David Maysles, left, and Albert Maysles work on the streets of New York for Salesman in this July 1969 file photo. (AP Photo, File)
A technical revolution had made such films possible — the arrival of lightweight, portable sound and film equipment — and gave them the opportunity to observe their subjects with as little effect on events as possible.
In 1966, using the new equipment, they filmed Truman Capote shortly after he finished In Cold Blood. Capote explained that his book was his idea of the "nonfiction novel" — "a synthesis of journalism with fictional technique."

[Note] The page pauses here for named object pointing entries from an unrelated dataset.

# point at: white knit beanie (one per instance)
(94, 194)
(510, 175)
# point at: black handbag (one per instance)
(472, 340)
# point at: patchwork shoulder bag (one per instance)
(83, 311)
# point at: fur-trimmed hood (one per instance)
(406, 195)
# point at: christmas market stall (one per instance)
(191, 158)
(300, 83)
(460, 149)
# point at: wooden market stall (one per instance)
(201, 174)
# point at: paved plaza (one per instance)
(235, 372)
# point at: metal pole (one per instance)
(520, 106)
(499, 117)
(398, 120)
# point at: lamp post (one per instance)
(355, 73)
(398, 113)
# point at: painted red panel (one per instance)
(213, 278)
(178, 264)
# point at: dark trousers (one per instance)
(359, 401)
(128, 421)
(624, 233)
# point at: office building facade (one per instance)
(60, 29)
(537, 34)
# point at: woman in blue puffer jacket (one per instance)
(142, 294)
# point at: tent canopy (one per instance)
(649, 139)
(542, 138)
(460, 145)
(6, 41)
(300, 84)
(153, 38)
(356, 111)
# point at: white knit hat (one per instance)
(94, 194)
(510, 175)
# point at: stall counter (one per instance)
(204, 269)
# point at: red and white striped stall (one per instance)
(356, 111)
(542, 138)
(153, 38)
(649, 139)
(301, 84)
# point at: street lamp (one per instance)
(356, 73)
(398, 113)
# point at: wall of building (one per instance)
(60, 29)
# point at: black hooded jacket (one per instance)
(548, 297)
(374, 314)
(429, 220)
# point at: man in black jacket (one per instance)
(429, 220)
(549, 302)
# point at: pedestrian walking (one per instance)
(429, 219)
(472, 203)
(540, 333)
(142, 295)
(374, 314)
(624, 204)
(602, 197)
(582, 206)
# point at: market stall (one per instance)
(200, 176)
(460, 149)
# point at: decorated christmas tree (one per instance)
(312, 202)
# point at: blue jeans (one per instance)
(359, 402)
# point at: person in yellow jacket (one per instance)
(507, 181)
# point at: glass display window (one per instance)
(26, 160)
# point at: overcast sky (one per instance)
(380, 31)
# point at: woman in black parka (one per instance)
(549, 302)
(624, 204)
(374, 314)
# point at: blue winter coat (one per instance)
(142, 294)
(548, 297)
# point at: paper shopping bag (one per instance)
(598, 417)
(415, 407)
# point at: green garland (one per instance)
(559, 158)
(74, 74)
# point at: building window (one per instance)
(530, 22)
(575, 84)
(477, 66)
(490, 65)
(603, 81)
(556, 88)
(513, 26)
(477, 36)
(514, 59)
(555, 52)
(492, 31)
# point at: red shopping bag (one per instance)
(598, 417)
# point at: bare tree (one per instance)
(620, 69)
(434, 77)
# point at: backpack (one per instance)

"We wanted to experiment in film the way Capote had experimented in literature," Maysles said in Hand-held and from the Heart, the filmmaker's autobiographical documentary. That led them to make the feature-length Salesman in 1968, following Bible salesmen from house to house as they try to convince people to buy what one of them calls "still the best-seller in the world."
Cinéma vérité style
The technique of unfettered observation allowed the Maysles Brothers to record such historical moments as the slaying of a fan at the Altamont concert, and the grim reaction of Mick Jagger, the Stones' singer, as he watched a replay of the footage. Before Altamont, the Maysles had filmed the Stones listening to a take of Wild Horses at a recording studio in Muscle Shoals, Alabama, and during a triumphant concert at Madison Square Garden, where Jagger was as in control of the show as he was helpless in Altamont, when Hell's Angels bikers hired for security had terrorized fans and musicians alike.
British rock group The Rolling Stones in concert at the Saville Theatre, London in 1969. (William Lovelace/Express/Getty Images)
The Maysles Brothers' techniques also helped them to capture on film the lives of a mother and her daughter, relatives of Jacqueline Kennedy Onassis, living in a falling-apart East Hampton mansion. The movie, Grey Gardens, was released in 1976 and debuted in 2006 as an acclaimed Broadway musical.
Some critics attacked the cinéma vérité techniques as falsely objective, given that the film ultimately viewed by audiences was usually a result of what the filmmakers chose to focus on and the cutting and selecting of the editing process.
"Any work of art is a combination of objective and subjective," Maysles once told The New York Times in response to those criticisms. "But I try to minimize my effect. I don't interview people, for instance. If you ask a question, that determines the answer. Making a film isn't finding the answer to a question; it's trying to capture life as it is."
After his brother died in 1987, Maysles continued to work with various collaborators on such films as Lalee's Kin: The Legacy of Cotton, which premiered at the Sundance Film Festival in 2002 and won the Best Cinematography award in the documentary category.
He also continued a longtime working relationship with artists Christo and Jeanne-Claude, whose process for creating monumental environmental art the Maysles documented in several films beginning in the 1970s.